Tableau is the data viz tool I use the most and is one of the more popular products on the market. You’d think their stock would be a top performer. Well, you’d be mistaken. There’s another data viz company whose stock outperformed Tableau this year – and that company is Domo.
I had never heard of Domo, prior to researching this article. They're a data visualization software company based in Utah. The company is named after the word thanks in Japanese (which makes me hope that another data viz company will one day come out called You’re Welcome). They have an impressive customer list, according to their website. National Geographic, eBay, Univision, and Goodwill are a few they mention.

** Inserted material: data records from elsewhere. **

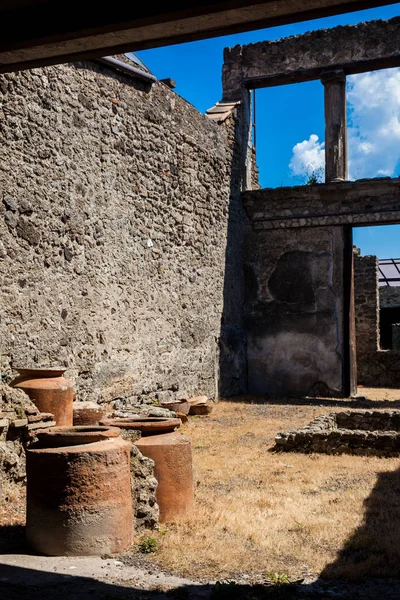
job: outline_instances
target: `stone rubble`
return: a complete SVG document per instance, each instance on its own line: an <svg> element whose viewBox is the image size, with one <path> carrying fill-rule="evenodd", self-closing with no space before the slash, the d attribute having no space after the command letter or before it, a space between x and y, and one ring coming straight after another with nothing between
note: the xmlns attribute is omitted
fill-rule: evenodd
<svg viewBox="0 0 400 600"><path fill-rule="evenodd" d="M398 456L400 411L349 410L316 417L302 429L275 437L275 451Z"/></svg>
<svg viewBox="0 0 400 600"><path fill-rule="evenodd" d="M40 413L25 392L0 383L0 474L5 481L25 482L24 447L35 432L53 425L53 415Z"/></svg>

Domo went public about a year ago. The stock did not perform well initially, but starting in January, the stock has beat out every publicly traded, BI-focused company I researched.
I thought it was odd that Domo’s stock outperformed the rest, especially Tableau. Both are growth stocks, which means they don’t report a profit and most price performance is based on expectations of future growth. Even with that said, Tableau’s fundamentals are stronger, both in terms of revenue growth and financing.
Tableau’s revenue grew from $877 million in 2017 to $1,155 million in 2018, which is a 31.7% growth. Domo’s revenue grew from $109 million to $142 million, which is 30.3% growth.
Tableau’s net loss has gone from ($185M) in 2017 to ($77M) in 2018, which is a 58% decline. Domo’s net loss has gone from ($176M) in 2017 to ($154M), which is a 12.5% decline. That means Tableau is growing their revenue to the point it may finally catch up with their expenses.
Domo is the only company that needs further financing to continue operations. Domo issued nearly a $97 million in long-term debt to fund its operations the past two years. With only $177 million in cash on hand, it must reduce its loss or continue borrowing to stay afloat.
Tableau, on the other hand, is in a far better financial position. It has no long-term debt and has $653 million in cash. That means it can continue losing the same amount of money for 8 years and stay operational.